As AI platforms grow more complex and interdependent, small failures can cast long shadows.
That’s what happened inside the open-source CrewAI platform, where a vulnerability in its error-handling logic surfaced during a provisioning failure. The resulting “exception response” – the message a service returns when it encounters an unhandled error during a request – contained an internal GitHub token with administrative access to all private repositories inside the organization, creating an exposure that extended far beyond the original malfunction.
The circumstances around the CrewAI flaw, which Noma Security identified and disclosed, show how easily a token can be exposed through standard software development.
It exemplifies a pattern that now touches nearly every software company that relies on long-lived machine credentials to support development, automation, and integration workflows. When a routine failure can return a credential with broad reach, it places customer data and internal systems at risk. The industry will need to move toward short-lived, identity-based access if it wants to reduce the impact of these exposures.

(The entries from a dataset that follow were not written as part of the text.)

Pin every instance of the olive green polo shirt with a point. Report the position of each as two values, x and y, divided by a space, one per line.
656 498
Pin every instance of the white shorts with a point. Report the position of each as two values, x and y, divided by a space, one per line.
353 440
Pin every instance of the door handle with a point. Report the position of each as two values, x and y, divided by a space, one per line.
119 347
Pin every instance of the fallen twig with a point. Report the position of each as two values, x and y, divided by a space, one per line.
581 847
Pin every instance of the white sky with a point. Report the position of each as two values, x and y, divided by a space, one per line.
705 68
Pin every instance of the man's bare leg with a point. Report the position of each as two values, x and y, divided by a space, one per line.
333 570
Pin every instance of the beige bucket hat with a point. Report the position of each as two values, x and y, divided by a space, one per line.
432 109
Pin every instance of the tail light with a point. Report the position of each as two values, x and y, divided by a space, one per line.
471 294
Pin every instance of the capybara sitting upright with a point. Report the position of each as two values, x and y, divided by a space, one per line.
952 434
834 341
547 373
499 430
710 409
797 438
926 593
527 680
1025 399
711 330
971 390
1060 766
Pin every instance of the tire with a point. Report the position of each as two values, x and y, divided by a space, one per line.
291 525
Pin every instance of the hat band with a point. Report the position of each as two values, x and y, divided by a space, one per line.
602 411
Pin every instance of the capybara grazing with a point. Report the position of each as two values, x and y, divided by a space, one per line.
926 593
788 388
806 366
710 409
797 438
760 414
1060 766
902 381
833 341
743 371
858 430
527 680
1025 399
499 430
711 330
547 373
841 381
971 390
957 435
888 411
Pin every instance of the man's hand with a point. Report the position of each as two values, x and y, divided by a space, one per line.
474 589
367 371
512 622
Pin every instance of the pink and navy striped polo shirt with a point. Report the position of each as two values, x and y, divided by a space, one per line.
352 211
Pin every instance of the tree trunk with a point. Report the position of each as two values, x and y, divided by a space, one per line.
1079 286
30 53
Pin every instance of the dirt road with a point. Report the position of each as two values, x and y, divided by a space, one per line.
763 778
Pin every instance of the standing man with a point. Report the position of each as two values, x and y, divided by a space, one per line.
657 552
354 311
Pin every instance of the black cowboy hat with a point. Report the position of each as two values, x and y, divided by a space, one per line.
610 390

As these systems grow, they accumulate large numbers of service accounts and the various credentials those accounts require, including long-lived tokens. These credentials are often created to sustain continuous deployment, internal automation, and agent provisioning, and they frequently remain present in areas that were never designed to hold sensitive information. A misplaced log, a debugging message, or – as in this case – an exception handler can surface a token that was intended to remain entirely inside the platform.
The token in the CrewAI case held administrative rights, which meant that anyone who obtained it could review source code, modify repositories, interfere with automation workflows, or extract additional secrets stored in configuration files or historical directories.
A token with that scope operates as a privileged non-human identity, and the reach of such identities often grows wider than teams intend. Some remain in place for long periods because pipelines need constant access. Others gather additional permissions over time as development expands and new components are added.
Safeguards That Help Contain Incidents Like the CrewAI Exposure
Well-timed research from Wiz illustrates how widespread this pattern has become. Its analysis of leading AI companies showed that 65% had unintentionally leaked secrets in GitHub repositories, including deleted forks that still contained valid credentials. These exposures included model-access tokens, workflow keys, and API tokens for specialized AI services. Many were introduced through ordinary development activity rather than malicious action.
Tokens with this level of influence create fragility in the software supply chain. They connect to multiple systems, outlast their intended lifetimes, and open direct pathways into core areas of the development environment. Once exposed, they become immediately useful to anyone who encounters them.
A more disciplined identity model would alter the conditions entirely. Short-lived workload identities tied to runtime context would not appear in exception responses, and they would not carry sweeping authority across an organization’s development environment. Their narrow scope and limited lifespan would contain the impact of any exposure.
Organizations working with AI platforms can reduce the likelihood of similar incidents through several practical measures:
1) Limit the information returned in exception responses so that internal details, including repository paths or embedded tokens, are not exposed through routine failures.
2) Replace long-lived static repository tokens with short-lived credentials that obtain permission at runtime and follow a clear policy controlling their scope and duration.
3) Require your vendors use short-lived tokens. Add this to your security reviews and demand an understanding of how your third-parties reduce token risk.
4) Rotate remaining credentials on a reliable schedule and restrict each one to a limited set of tasks.
5) Review and monitor service accounts with the same rigor applied to human users.
6) Expand repository scans to include historical branches, deleted forks, and developer-owned repositories where older secrets may remain.
The New Stakes of Identity in Agentic AI Systems
The CrewAI disclosure shows how a single oversight in an ordinary code path can shape the security of an entire development environment. It arrives at a moment when agentic AI systems are beginning to act across broader portions of the software stack, and their activity depends on non-human identities that move through code, data, and deployment pipelines.
When those identities remain tied to long-lived static tokens, they create quiet points of failure that become more consequential as these systems take on greater autonomy.
A more reliable framework and strategy begins with identities that are issued dynamically, limited to precise functions, and enforced by explicit policy. As AI platforms become even more interconnected, this approach becomes an essential part of operating securely at scale.